Another thing to consider is that oil is pumped up due to speculation whereas gas prices (which took a 10% hit today) are more aligned with market realities. People seeing the historically massive divergence between oil and gas prices assume, reasonably fairly, that there will be a return to normal at some point. Sure, but it may well come from oil plummeting to $20-$30 rather than a huge move up in gas (hard to see given the surplus injection: this is what you're up against http://www.eia.doe.gov/oil_gas/natural_gas/ngs/ngs.html).

In the medium to long term, absolutely agree with the author, a nice hedge is long gas, short oil. But in the short term, gas still has some downside risk, I wouldn't be surprised to see it hit $2.

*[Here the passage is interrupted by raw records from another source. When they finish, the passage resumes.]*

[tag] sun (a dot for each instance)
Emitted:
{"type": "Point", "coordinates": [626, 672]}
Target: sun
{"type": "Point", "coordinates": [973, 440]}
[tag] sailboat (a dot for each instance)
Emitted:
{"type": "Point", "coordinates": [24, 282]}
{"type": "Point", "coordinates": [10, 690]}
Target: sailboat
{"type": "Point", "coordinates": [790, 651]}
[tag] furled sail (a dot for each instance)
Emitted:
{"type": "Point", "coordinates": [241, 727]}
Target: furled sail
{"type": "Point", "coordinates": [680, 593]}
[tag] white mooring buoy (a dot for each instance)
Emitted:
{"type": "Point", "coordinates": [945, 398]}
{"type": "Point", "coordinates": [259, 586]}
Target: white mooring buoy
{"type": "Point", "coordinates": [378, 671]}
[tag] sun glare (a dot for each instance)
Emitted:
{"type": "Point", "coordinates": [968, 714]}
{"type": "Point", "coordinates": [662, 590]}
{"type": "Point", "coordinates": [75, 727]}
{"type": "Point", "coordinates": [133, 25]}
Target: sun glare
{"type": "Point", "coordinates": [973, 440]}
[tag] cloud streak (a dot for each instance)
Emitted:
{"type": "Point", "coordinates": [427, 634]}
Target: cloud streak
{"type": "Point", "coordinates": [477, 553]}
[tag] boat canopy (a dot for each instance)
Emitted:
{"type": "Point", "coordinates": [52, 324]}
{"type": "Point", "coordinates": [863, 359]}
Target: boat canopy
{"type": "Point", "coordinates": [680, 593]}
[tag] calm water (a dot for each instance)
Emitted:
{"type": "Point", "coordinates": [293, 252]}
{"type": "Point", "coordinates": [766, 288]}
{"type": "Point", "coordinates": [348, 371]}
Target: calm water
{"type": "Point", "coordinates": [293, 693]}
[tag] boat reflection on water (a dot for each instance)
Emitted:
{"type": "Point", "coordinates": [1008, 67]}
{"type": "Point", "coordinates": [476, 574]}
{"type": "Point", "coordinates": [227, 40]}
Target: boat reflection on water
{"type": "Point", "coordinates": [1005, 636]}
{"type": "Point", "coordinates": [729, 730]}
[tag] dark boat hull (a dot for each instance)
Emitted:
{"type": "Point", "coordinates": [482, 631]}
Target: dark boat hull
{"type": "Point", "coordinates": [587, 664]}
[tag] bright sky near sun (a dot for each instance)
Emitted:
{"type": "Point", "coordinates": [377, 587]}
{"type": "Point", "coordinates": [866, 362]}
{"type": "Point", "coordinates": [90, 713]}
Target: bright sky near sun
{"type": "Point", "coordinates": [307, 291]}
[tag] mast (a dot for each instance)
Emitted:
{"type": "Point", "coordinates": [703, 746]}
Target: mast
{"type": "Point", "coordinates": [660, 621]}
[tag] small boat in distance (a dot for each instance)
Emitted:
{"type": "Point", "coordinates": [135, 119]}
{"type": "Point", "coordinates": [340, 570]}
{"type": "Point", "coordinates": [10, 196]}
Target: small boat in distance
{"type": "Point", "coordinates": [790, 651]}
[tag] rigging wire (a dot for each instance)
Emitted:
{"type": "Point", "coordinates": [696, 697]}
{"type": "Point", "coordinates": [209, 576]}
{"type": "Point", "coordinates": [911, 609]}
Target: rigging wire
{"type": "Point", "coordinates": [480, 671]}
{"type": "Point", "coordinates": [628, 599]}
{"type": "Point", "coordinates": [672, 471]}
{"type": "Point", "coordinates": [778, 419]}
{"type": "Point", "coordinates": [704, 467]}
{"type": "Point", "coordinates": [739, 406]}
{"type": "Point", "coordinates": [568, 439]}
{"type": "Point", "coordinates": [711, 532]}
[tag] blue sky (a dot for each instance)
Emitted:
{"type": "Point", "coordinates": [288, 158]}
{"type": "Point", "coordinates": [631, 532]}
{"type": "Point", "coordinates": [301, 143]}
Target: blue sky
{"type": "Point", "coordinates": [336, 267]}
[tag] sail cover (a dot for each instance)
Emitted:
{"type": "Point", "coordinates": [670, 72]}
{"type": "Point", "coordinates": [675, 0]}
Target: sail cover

Disclosure: short UNG (for now).

Mon, 08/31/2009 - 17:26 | 54441 Anonymous
Anonymous's picture

If you want to invest (rather than speculate) in NG, you might want to do what I did: buy GMXRP, which are GMXR preferred stock shares sold on the exchange and very liquid. That way you get a nice, fixed dividend independent of the price of NG (unless the company goes broke) and also pick up any appreciation from the price of NG itself (with the obvious possibility of price declines as well). I bought at $10, get a 15% dividend, and the price has risen to $20, while pure-play NG has been sliding. I'm not making any predictions, just pointing out there is more than one way to invest.

Mon, 08/31/2009 - 13:51 | 54031 Anonymous
Anonymous's picture

Vitaliy, NG is so in over abundance and too many
large players are hedged into 2010-2011. Haynesville and
Granite Wash plays are massive with marginal wells at 5cf EUR
and great wells 10BCF +. Zero risk involved - all shale plays
are becoming cheaper and cheaper to drill horizontally.
Remember gas companies were profitable at$2.50 gas so more pain for the service companies.
You will get CWC in haynesville and pinedale at $1.50 sothey will still be able to money with low gas prices.
Electricity demand is down and we now realize maybe we
have overbuilt electricity generation.
Coal still cheap as can be and there will be ZERO impact
with watered down cap and trade.
I will get excited for NG when large NG companies esp the serial acquirers go bankrupt.
NOT EVEN CLOSE - lower prices for NG will be the norm.
Keep up the good analysis and I like your pieces.

Mon, 08/31/2009 - 13:26 | 53973 Joe Sixpack
Joe Sixpack's picture

We will still use coal. We will have no choice. Not to detract from your argument (which still holds in the near term).